The day following Election Day I stood on line at Starbucks, glancing at election results from a newspaper someone left on a chair. The queue was out the door, literally. A young woman ahead of me was quite conversational and laughing openly with someone on her cell phone. Her conversation wasn’t necessarily a private one; still, most of us could hear about something having to do with an incident at a bar the previous evening. Once she reached the barista, he asked what she’d like. He was professional and cordial. The young woman says to the person she is talking to (which I will refer to hereafter as a “friend”): “Oh, I gotta order. Hold on.” She studies the coffee bar menu, undecided on what she wants.

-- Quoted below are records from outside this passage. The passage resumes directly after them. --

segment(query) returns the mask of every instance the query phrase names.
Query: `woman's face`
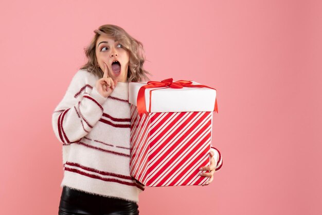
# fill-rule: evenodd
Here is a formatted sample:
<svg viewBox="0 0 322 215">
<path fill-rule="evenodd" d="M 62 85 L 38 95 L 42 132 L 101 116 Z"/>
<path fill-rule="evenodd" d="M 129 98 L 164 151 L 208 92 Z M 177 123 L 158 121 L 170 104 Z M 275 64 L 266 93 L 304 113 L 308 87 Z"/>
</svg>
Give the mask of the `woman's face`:
<svg viewBox="0 0 322 215">
<path fill-rule="evenodd" d="M 126 82 L 128 77 L 128 67 L 130 61 L 129 51 L 123 48 L 122 45 L 114 38 L 101 35 L 98 38 L 96 45 L 96 58 L 98 65 L 104 71 L 104 63 L 109 68 L 109 76 L 118 81 Z M 113 61 L 118 61 L 113 64 Z"/>
</svg>

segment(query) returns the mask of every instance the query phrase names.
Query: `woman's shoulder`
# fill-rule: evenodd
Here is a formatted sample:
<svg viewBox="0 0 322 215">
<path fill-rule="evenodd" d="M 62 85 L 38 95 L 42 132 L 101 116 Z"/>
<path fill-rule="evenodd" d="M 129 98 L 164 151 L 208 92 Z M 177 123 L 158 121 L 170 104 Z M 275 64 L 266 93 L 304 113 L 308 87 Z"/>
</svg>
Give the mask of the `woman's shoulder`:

She asks for one thing but then quickly changes her mind. Also, she wants a grande instead of a venti.
The barista tallies her order. Meanwhile the customer resumes her cell phone conversation. She’s exhaustively chatty with her friend, laughing, so full of whatever–joy, maybe? The barista, polite and patient, waits for her to produce a debit/credit card, app, or cash. But she’s caught up in the conversation she’s having with her friend. No sooner than, it occurs to her that the barista is waiting for her to produce payment for her grande latte. Then, to my amazement, she decides she wants a pastry! She mulls over the various baked goods and finally decides on something, and she wants it warmed up. She tells her friend to hold on, she needs to pay for her order. She takes her cell and puts it up to the scanner.
Without missing a beat, she pulls out a few bills and drops them into the tip jar and resumes her conversation. She would not know what color eyes the barista had, or if he was black or white, tall or lean. Not once did she actually look at the barista.